As we want ticket number 7 to be drawn at 4th draw, ticket number 7 should not be drawn in the first three draws.
So, probability of getting ticket number 7 at fourth draw,
(Probability of not getting 7 in first three draws $\times$ Probability of getting ticket number 7 at fourth draws)
Now, let us first find out probability of not getting ticket number 7 at first draw,
During the first draw, the total number of tickets in the bag is 10 and we have to draw any of the tickets except ticket number 7. So, the number of favourable outcomes will be (10 – 1) 9.
So, probability of not getting ticket number 7 at first draw $=\dfrac{number\ of\ favourable\ outcomes}{number\ of\ total\ outcomes}=\dfrac{9}{10}.............\left( 2 \right)$
Now, for the second draw,
During the second draw, there will be a total of 9 tickets in the bag including ticket number 7 as one ticket (not numbered as 7) is drawn at the first draw. In this draw also, we have to draw any of the available tickets except ticket number 7. So, the number of favourable outcomes will be (9 – 1) 8.
So, probability of not getting ticket number 7 at second draw $=\dfrac{number\ of\ favourable\ outcomes}{number\ of\ total\ outcomes}=\dfrac{8}{9}.............\left( 3 \right)$
Now, for the third draw,
During the third draw, there will be a total 8 tickets in the bag including ticket number 7 as two non 7 numbered tickets are drawn during first and second draw. In this draw also, we can draw any of the available tickets in the bag except ticket number 7. So, the number of favourable outcomes will be (8 – 1) 7.
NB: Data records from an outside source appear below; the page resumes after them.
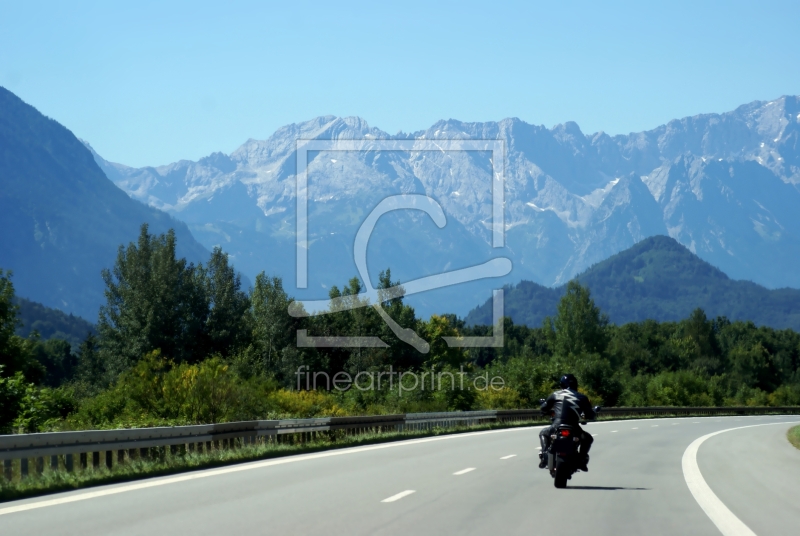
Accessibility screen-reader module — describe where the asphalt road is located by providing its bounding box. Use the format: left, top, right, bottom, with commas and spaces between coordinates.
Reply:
0, 416, 800, 536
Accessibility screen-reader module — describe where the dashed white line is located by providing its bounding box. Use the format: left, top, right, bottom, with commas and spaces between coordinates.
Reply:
681, 421, 796, 536
381, 489, 417, 502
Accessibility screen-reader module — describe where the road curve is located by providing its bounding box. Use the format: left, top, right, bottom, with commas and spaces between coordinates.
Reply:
0, 416, 800, 536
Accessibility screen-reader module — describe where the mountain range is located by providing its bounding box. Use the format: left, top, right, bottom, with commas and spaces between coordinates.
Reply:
465, 236, 800, 331
93, 96, 800, 315
0, 87, 209, 320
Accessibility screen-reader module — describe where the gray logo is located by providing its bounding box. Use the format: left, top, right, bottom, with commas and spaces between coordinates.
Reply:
289, 140, 511, 353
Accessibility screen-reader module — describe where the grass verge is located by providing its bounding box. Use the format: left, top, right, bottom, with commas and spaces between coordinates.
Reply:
0, 421, 545, 502
786, 426, 800, 449
0, 414, 800, 502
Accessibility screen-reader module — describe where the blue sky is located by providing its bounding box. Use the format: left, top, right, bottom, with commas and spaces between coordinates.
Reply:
0, 0, 800, 166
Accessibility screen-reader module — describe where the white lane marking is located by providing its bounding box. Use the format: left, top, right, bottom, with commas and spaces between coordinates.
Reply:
0, 426, 543, 516
381, 489, 417, 502
681, 421, 796, 536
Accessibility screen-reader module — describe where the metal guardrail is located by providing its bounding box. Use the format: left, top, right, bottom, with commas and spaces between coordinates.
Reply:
0, 406, 800, 480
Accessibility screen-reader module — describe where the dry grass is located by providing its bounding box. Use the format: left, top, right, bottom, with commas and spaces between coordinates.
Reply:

So, probability of not getting ticket number 7 in third draw $=\dfrac{7}{8}.........\left( 4 \right)$
Now, for the fourth draw,
During the fourth draw, there will be a total 7 tickets in the bag including ticket number 7 as three non 7 numbers are drawn in first, second and third draw. In this draw, we have to draw ticket number 7. So, there is only one favourable outcome.
So, probability of getting ticket number 7 in fourth draw $=\dfrac{number\ of\ favourable\ outcomes}{number\ of\ total\ outcomes}=\dfrac{1}{7}.............\left( 5 \right)$
Now, putting values from equations (2), (3), (4) and (5) in equation (1), we will get,
Probability of getting ticket number 7 at 4th draw,
 $\begin{align}
  & =\left( \dfrac{{{9}}}{10}\times \dfrac{{{8}}}{{{9}}}\times \dfrac{{{7}}}{{{8}}} \right)\times \left( \dfrac{1}{{{7}}} \right) \\
 & =\dfrac{1}{10} \\
\end{align}$
Hence, probability of getting ticket number 7 at 4th draw is $\dfrac{1}{10}$ and option (A) is the correct answer.

Note: A student can make mistakes by directly calculating the probability of getting ticket number 7 during the fourth draw and not considering the first three draws. But we need to consider the first three draws as the ticket after drawing from the bag is not placed again in the bag. If ticket number 7 is drawn in the first three draws then we can’t draw ticket number 7 in the fourth draw.